Failure Type 9: Failure to charge

This goes without saying that a business cannot survive forever if it does not turn a profit. Even investor capital at some point dries up, so there becomes a return to monetization at some point. Many entrepreneurs launch a free product, build traction and then when faced with the decision to starve and die (close up their business), or charge and possibly flourish, they fear charging their users and thus, die from financial starvation. Conversely, some companies, even ones who have been around for decades, hold their pricing to the market for too long, and over time are faced with rising costs from every corner and a declining gross margin. Thus, for these types, they drown because they fear raising their prices for fear of losing customers that they fought hard to win years ago. In trying to feed the world, we starve ourselves — totally fucking tragic (insert tear).

Stage 10: Exiting

At some point, you either sell the business (acquisition), hire a replacement and then retire, or file to go public with an IPO. All of these in some sense of the word, is an exit experience of the founder. Additionally, dissolving a business falls into the category of exits.
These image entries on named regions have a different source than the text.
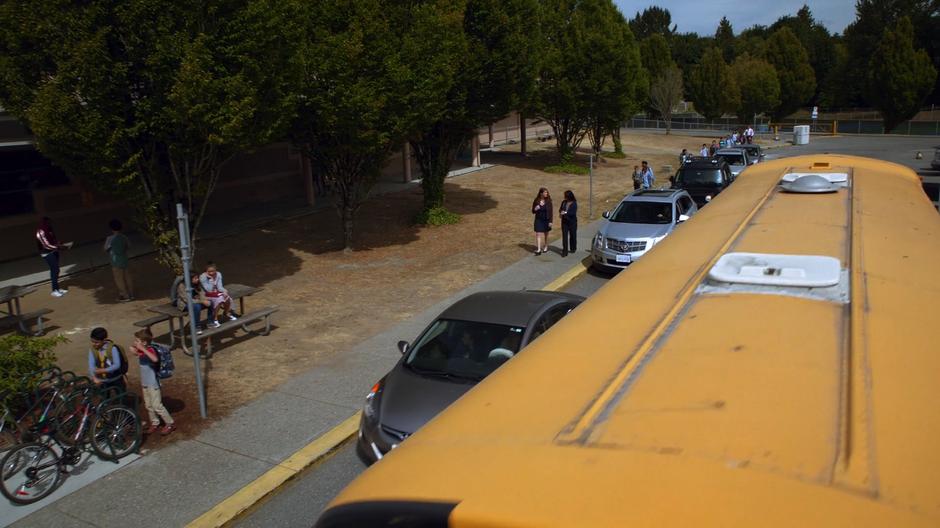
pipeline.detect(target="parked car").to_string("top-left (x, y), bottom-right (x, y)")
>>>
top-left (356, 291), bottom-right (584, 465)
top-left (672, 157), bottom-right (734, 207)
top-left (591, 190), bottom-right (698, 271)
top-left (715, 147), bottom-right (751, 179)
top-left (740, 143), bottom-right (764, 165)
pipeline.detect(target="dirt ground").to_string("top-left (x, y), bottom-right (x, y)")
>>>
top-left (7, 134), bottom-right (740, 448)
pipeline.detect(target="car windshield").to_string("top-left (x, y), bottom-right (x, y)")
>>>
top-left (610, 202), bottom-right (672, 224)
top-left (676, 169), bottom-right (721, 188)
top-left (405, 319), bottom-right (525, 380)
top-left (718, 154), bottom-right (744, 165)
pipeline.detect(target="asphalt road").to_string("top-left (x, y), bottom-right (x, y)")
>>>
top-left (234, 136), bottom-right (940, 528)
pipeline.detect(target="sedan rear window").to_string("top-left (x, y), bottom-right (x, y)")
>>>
top-left (676, 169), bottom-right (721, 188)
top-left (609, 202), bottom-right (672, 224)
top-left (405, 319), bottom-right (525, 379)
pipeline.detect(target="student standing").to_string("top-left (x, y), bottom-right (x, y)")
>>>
top-left (532, 187), bottom-right (552, 255)
top-left (558, 190), bottom-right (578, 257)
top-left (131, 328), bottom-right (176, 435)
top-left (36, 216), bottom-right (72, 297)
top-left (104, 219), bottom-right (134, 302)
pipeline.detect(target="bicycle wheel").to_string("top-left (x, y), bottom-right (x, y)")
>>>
top-left (0, 443), bottom-right (62, 504)
top-left (91, 405), bottom-right (140, 460)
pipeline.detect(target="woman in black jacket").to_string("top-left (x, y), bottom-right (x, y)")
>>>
top-left (558, 190), bottom-right (578, 257)
top-left (532, 187), bottom-right (552, 255)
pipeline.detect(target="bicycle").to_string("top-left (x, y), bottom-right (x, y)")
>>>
top-left (0, 390), bottom-right (141, 504)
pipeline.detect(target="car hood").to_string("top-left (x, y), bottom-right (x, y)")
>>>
top-left (600, 222), bottom-right (672, 240)
top-left (379, 363), bottom-right (476, 433)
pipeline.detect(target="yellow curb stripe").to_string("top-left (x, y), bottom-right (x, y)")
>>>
top-left (542, 256), bottom-right (591, 291)
top-left (186, 411), bottom-right (362, 528)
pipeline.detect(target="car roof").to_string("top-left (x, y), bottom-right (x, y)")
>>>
top-left (620, 189), bottom-right (685, 203)
top-left (439, 290), bottom-right (584, 326)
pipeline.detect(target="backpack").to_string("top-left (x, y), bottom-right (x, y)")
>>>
top-left (95, 341), bottom-right (128, 377)
top-left (150, 343), bottom-right (176, 379)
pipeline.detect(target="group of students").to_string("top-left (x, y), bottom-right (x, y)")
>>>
top-left (532, 187), bottom-right (578, 257)
top-left (88, 327), bottom-right (176, 435)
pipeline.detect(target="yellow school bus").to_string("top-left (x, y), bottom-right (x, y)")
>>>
top-left (317, 155), bottom-right (940, 528)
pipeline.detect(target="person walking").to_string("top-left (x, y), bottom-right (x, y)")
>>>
top-left (88, 326), bottom-right (127, 396)
top-left (532, 187), bottom-right (552, 255)
top-left (558, 189), bottom-right (578, 257)
top-left (131, 328), bottom-right (176, 435)
top-left (640, 160), bottom-right (656, 189)
top-left (104, 218), bottom-right (134, 302)
top-left (36, 216), bottom-right (72, 297)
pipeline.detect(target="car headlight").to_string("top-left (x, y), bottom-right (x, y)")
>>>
top-left (362, 378), bottom-right (385, 420)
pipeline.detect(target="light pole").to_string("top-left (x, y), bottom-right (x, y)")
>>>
top-left (176, 203), bottom-right (206, 418)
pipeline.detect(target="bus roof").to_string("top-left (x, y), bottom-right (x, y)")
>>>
top-left (320, 155), bottom-right (940, 526)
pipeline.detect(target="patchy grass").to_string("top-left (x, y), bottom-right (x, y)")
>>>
top-left (542, 162), bottom-right (590, 174)
top-left (415, 207), bottom-right (460, 226)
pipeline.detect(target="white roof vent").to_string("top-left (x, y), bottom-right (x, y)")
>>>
top-left (708, 253), bottom-right (842, 288)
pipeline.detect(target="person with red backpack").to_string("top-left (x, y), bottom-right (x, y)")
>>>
top-left (131, 328), bottom-right (176, 435)
top-left (88, 326), bottom-right (127, 396)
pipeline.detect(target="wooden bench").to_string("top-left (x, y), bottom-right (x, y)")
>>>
top-left (0, 308), bottom-right (52, 336)
top-left (196, 306), bottom-right (280, 358)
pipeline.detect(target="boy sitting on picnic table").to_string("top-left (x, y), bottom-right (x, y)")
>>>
top-left (199, 262), bottom-right (237, 328)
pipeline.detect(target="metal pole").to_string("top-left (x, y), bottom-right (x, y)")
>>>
top-left (176, 203), bottom-right (206, 418)
top-left (588, 154), bottom-right (594, 219)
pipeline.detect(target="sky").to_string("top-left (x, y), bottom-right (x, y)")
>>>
top-left (614, 0), bottom-right (855, 36)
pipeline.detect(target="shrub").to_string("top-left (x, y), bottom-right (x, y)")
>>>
top-left (542, 162), bottom-right (590, 174)
top-left (415, 207), bottom-right (460, 226)
top-left (0, 334), bottom-right (68, 400)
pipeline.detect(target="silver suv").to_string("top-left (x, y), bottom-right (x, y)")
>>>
top-left (591, 189), bottom-right (698, 271)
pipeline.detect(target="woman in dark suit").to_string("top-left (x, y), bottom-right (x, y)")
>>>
top-left (532, 187), bottom-right (552, 255)
top-left (558, 190), bottom-right (578, 257)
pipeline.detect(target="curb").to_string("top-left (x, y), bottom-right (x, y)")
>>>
top-left (186, 411), bottom-right (362, 528)
top-left (186, 255), bottom-right (591, 528)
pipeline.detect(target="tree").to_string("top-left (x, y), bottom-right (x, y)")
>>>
top-left (411, 0), bottom-right (539, 219)
top-left (731, 54), bottom-right (780, 121)
top-left (630, 6), bottom-right (676, 40)
top-left (868, 17), bottom-right (937, 132)
top-left (650, 66), bottom-right (682, 134)
top-left (0, 0), bottom-right (297, 270)
top-left (715, 17), bottom-right (735, 63)
top-left (767, 27), bottom-right (816, 119)
top-left (770, 5), bottom-right (835, 101)
top-left (842, 0), bottom-right (940, 106)
top-left (640, 33), bottom-right (676, 79)
top-left (291, 0), bottom-right (465, 251)
top-left (689, 47), bottom-right (740, 121)
top-left (532, 0), bottom-right (645, 160)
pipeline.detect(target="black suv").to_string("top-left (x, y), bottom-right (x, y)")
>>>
top-left (670, 157), bottom-right (734, 207)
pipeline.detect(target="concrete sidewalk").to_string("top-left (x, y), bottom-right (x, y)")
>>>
top-left (9, 205), bottom-right (599, 528)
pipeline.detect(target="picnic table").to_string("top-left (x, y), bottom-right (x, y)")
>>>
top-left (0, 285), bottom-right (52, 336)
top-left (134, 284), bottom-right (278, 356)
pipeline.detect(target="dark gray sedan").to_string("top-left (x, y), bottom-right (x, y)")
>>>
top-left (356, 291), bottom-right (584, 464)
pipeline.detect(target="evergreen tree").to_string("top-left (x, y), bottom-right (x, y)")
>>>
top-left (731, 54), bottom-right (780, 122)
top-left (715, 17), bottom-right (735, 63)
top-left (689, 47), bottom-right (741, 121)
top-left (868, 17), bottom-right (937, 132)
top-left (766, 27), bottom-right (816, 119)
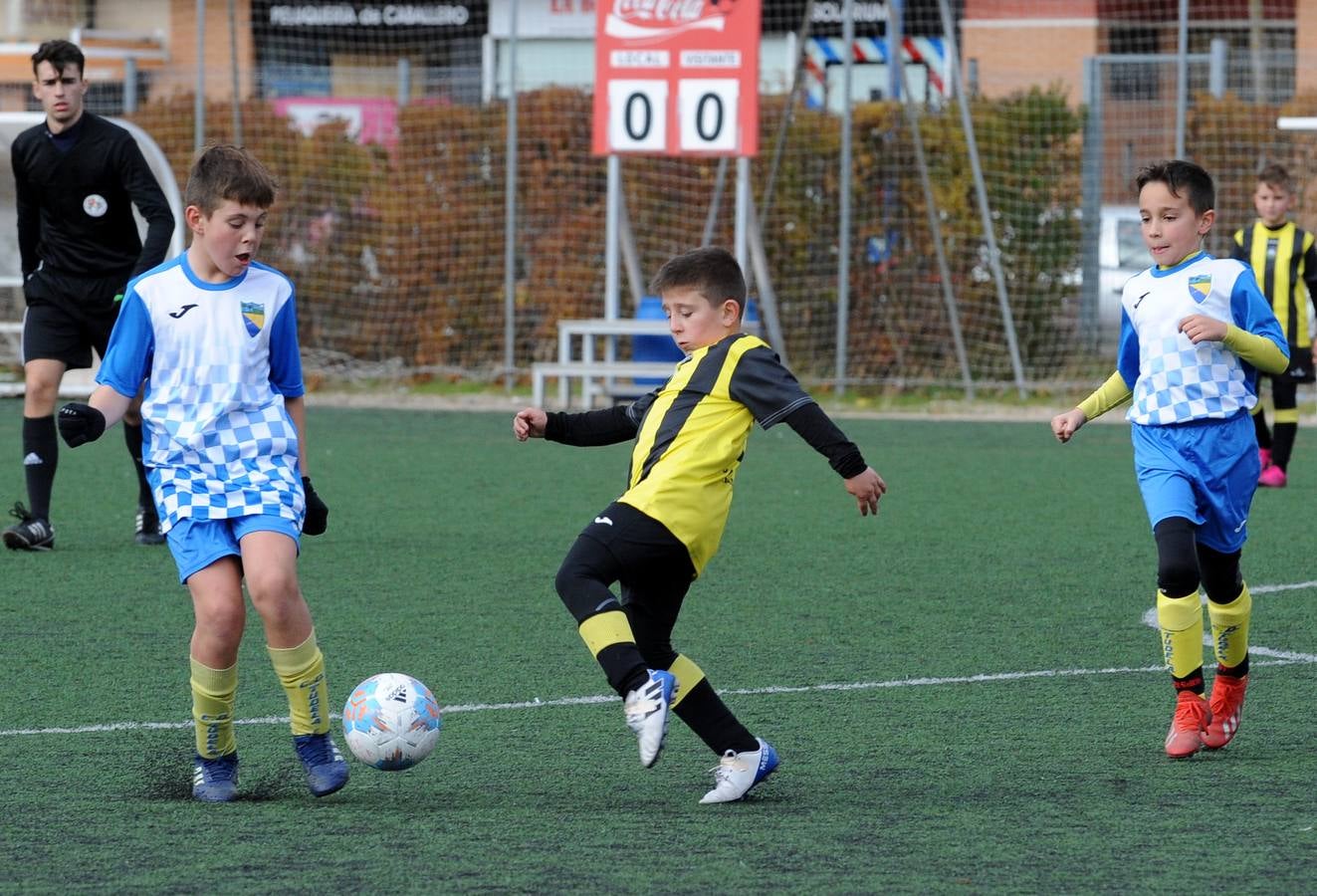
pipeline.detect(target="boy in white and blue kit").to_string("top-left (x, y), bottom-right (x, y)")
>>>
top-left (1052, 159), bottom-right (1289, 759)
top-left (60, 146), bottom-right (347, 802)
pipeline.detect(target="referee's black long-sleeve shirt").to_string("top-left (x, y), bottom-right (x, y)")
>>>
top-left (11, 112), bottom-right (174, 285)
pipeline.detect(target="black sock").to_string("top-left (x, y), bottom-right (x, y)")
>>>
top-left (595, 642), bottom-right (649, 697)
top-left (22, 416), bottom-right (60, 522)
top-left (1252, 411), bottom-right (1271, 451)
top-left (673, 679), bottom-right (759, 757)
top-left (1216, 653), bottom-right (1248, 679)
top-left (123, 423), bottom-right (155, 508)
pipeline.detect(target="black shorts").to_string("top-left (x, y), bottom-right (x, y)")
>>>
top-left (567, 502), bottom-right (696, 607)
top-left (21, 270), bottom-right (127, 370)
Failure Type 10: Failure to let the f*ck go

When we’ve climbed from the bottom all the way up to the top of the mountain, we simply have no where else to go. Letting go leads to a tremendous amount of failures — from deciding to sell the company to another firm or individual, the fear of letting someone else run or ruin your baby casts a long shadow on your legacy, and to many, just isn’t worth the upside. Alternatively, should you be lucky enough to go public, it means that you are giving up both equity and control in your company and the strategic direction to the public markets — this represents fear for many, even though the upside usually comes with a fat check and global expansionary opportunity.

Lastly, the one that plagues most founders, is the fear to let go of a dead business. It is the culmination of all of your hard work, your napkin sketches come to life, your own hard earned dollars invested over the years, and the sleepless nights you’ll never get back. However, even for entrepreneurs like myself, saying goodbye to our baby is harder than it looks. The pain that we feel is a combination of one part remorse mixed with one part hope, that we could give it one more go to try to figure it all out. Failure to let go is, in my opinion, the hardest one of all to get through.

 

As you have read above, failure is not a singular event. It’s (usually) not even a one time decision that led you to fail. Rather, all ten stages come with ten different types of entrepreneurial failure types. If you recognized any of the aforementioned, don’t worry, you’re not alone. I have experienced all ten types personally over the past decade. Am I a failure? You bet your ass I am. Are you? Own it!

Failure is not a final destination — it is an endless journey that moves us forward, not backwards.